As far as the first argument goes, it seems to me that giving girls a challenge and encouraging their equality to boys, at a time when they are bombarded with all kinds of stereotypes about what women should be, would do more to keep them involved than send them away. We, as a sport, say we don’t think much of girls and what they can do when we limit the distances they run compared to boys.

The second argument, as it pertains to middle-distance, is equally negative. Having gradually increasing distances for boys has not hurt our middle-distance program in that area. In fact, it’s an oft heard lament that generally, guys tend to do better than girls in track in Quebec. Of course there are exceptions: there are fast women. But the depth of fast women is not the same as the depth of fast men. What are we doing differently for boys? I think we promote and valourize their performances more than we do strong women’s performaces, for one. But more germane to this discussion: we let them run longer in cross country. If a 15 year old boy can run 4k in the fall, and that helps him succeed in the 800m and 1500m in the summer, then why would we deprive women of that opportunity? Running 10k for cross country has clearly not hurt the slew of 2:2x 1000m runners who competed at CIS last year.

3. It would be too big of a change.
Well, yes, if we just ask 17 year old girls who have only ever run 4k for cross country to start running 6k, that might be hard. But if you’ve spent any time with teenagers you know that they are capable of a great many things. And running hard for an extra 7-8min is probably well within their capabilities.

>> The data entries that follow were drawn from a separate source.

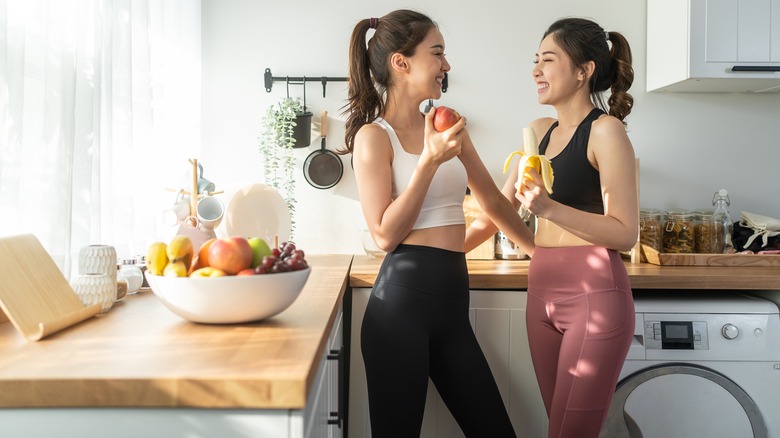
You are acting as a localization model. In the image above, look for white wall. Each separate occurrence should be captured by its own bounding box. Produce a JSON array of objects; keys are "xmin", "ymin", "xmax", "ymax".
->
[{"xmin": 200, "ymin": 0, "xmax": 780, "ymax": 253}]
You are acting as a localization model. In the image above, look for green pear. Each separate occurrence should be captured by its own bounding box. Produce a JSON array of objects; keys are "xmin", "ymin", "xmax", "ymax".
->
[{"xmin": 247, "ymin": 237, "xmax": 271, "ymax": 268}]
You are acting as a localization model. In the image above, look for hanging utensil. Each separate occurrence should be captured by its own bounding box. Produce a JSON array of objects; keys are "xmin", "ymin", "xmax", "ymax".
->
[{"xmin": 303, "ymin": 111, "xmax": 344, "ymax": 189}]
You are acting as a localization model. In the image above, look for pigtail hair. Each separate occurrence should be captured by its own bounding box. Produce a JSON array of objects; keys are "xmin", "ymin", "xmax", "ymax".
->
[
  {"xmin": 608, "ymin": 32, "xmax": 634, "ymax": 125},
  {"xmin": 339, "ymin": 18, "xmax": 384, "ymax": 153}
]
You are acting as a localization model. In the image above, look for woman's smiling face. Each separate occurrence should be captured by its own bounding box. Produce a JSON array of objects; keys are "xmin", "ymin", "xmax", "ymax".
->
[
  {"xmin": 408, "ymin": 29, "xmax": 450, "ymax": 99},
  {"xmin": 531, "ymin": 34, "xmax": 584, "ymax": 105}
]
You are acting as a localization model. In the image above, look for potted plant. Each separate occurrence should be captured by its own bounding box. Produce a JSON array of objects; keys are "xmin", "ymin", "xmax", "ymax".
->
[{"xmin": 258, "ymin": 97, "xmax": 304, "ymax": 240}]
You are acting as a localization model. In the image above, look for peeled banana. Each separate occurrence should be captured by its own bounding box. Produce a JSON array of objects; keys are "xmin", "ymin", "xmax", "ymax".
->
[
  {"xmin": 504, "ymin": 127, "xmax": 555, "ymax": 193},
  {"xmin": 167, "ymin": 234, "xmax": 195, "ymax": 268},
  {"xmin": 146, "ymin": 242, "xmax": 168, "ymax": 275}
]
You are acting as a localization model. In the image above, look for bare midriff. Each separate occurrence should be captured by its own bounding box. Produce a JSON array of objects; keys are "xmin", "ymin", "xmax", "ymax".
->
[
  {"xmin": 402, "ymin": 224, "xmax": 466, "ymax": 252},
  {"xmin": 534, "ymin": 218, "xmax": 592, "ymax": 248}
]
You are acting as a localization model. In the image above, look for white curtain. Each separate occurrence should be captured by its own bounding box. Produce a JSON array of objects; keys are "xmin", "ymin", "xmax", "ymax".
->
[{"xmin": 0, "ymin": 0, "xmax": 201, "ymax": 275}]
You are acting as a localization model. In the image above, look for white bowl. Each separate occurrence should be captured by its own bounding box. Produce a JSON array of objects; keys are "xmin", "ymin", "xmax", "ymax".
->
[{"xmin": 146, "ymin": 267, "xmax": 311, "ymax": 324}]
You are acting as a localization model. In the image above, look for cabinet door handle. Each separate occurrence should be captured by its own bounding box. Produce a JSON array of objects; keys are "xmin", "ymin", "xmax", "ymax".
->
[
  {"xmin": 326, "ymin": 347, "xmax": 347, "ymax": 428},
  {"xmin": 731, "ymin": 65, "xmax": 780, "ymax": 73}
]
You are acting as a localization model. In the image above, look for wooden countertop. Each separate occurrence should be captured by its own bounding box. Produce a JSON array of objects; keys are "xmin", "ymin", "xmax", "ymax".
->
[
  {"xmin": 350, "ymin": 255, "xmax": 780, "ymax": 290},
  {"xmin": 0, "ymin": 255, "xmax": 352, "ymax": 409}
]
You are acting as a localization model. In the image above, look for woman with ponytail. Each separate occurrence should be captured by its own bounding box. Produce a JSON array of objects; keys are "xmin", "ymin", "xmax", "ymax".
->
[
  {"xmin": 466, "ymin": 18, "xmax": 639, "ymax": 438},
  {"xmin": 345, "ymin": 10, "xmax": 533, "ymax": 438}
]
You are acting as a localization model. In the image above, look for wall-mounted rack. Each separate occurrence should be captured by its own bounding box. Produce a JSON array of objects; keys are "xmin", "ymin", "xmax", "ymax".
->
[{"xmin": 264, "ymin": 68, "xmax": 447, "ymax": 97}]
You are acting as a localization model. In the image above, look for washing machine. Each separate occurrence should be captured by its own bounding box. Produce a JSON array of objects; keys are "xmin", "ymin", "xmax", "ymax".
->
[{"xmin": 601, "ymin": 292, "xmax": 780, "ymax": 438}]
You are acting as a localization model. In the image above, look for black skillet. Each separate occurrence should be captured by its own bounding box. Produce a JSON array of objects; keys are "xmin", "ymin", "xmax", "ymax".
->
[{"xmin": 303, "ymin": 111, "xmax": 344, "ymax": 189}]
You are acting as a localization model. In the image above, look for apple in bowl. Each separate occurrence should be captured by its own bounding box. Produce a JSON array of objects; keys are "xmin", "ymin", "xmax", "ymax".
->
[{"xmin": 146, "ymin": 236, "xmax": 311, "ymax": 324}]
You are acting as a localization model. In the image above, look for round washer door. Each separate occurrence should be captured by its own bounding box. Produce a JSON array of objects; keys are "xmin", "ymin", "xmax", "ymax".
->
[{"xmin": 601, "ymin": 364, "xmax": 767, "ymax": 438}]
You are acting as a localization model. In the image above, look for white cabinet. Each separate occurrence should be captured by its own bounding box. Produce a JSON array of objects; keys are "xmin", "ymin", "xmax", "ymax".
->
[
  {"xmin": 298, "ymin": 312, "xmax": 346, "ymax": 438},
  {"xmin": 647, "ymin": 0, "xmax": 780, "ymax": 92},
  {"xmin": 348, "ymin": 288, "xmax": 547, "ymax": 438}
]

Even if you grant that it might be tough, there’s an easy fix. “Grandmother” the new distance in. Starting with girls born in 2000 and 2001, move the distances up. So in 2013, Benjamin girls run 3k. In 2014, Cadet girls run 4k (the 1999 girls will have run 3k in their first year of Cadet and will run 4k in their second), and in 2015, Juvenile girls can run 5k or 6k. More on that in a minute.

Here’s the chart:

So it seems that gender equality could be achieved in the younger age groups, but as athletes approach the national level, coordination becomes difficult. We need to keep in mind the national and international distances, and prepare athletes for those. But what if we did extend the distances for our junior women? Would it not be an advantage for them to race 6k and then drop down to 5k for the national championships? And eventually running 8k would help our senior women compete at the current 7k national championship distance, as well as prepare them for IAAF competition. Wouldn’t it be great if Quebecois women became a force in cross country and distance running because we didn’t systematically discriminate against them in competition from a young age?

Eventually, we can put pressure on national and international bodies to equalize cross country distances. Maybe they even out at 10k, or 12k. That hill is a steep and muddy one to climb. The CIS coaches who brought up gender equality at the FISU XC championships were soundly beaten down by lame excuses from European old boys clubs. But surely given the progress made elsewhere in athletics, it will only be a matter of time before they wear down.

One last, related, note: it also seems to me that for the age groups Cadet and below, there should be only one provincial championship, the schools championship. I think the FQA should provide support for the schools by lending expertise (coaches) to the school programs, and using that as a recruiting base for winter and summer club track. This would require selling the gender equity idea to the RSEQ, and to schools and teachers. I don’t see how they can refuse, and claim to live in the modern world. Of course, that is a subtle political discussion and I’ll leave it to someone more subtle than I!

If you think this is a good idea, speak up at this weekend’s FQA AGM and coaches meetings. Contact the FQA, with a short note indicating that, you, too, are interested in helping Quebec women runners get faster on the whole. Like in any distance race, all we have to do is make the decision, trust the athletes, and watch the PBs roll in!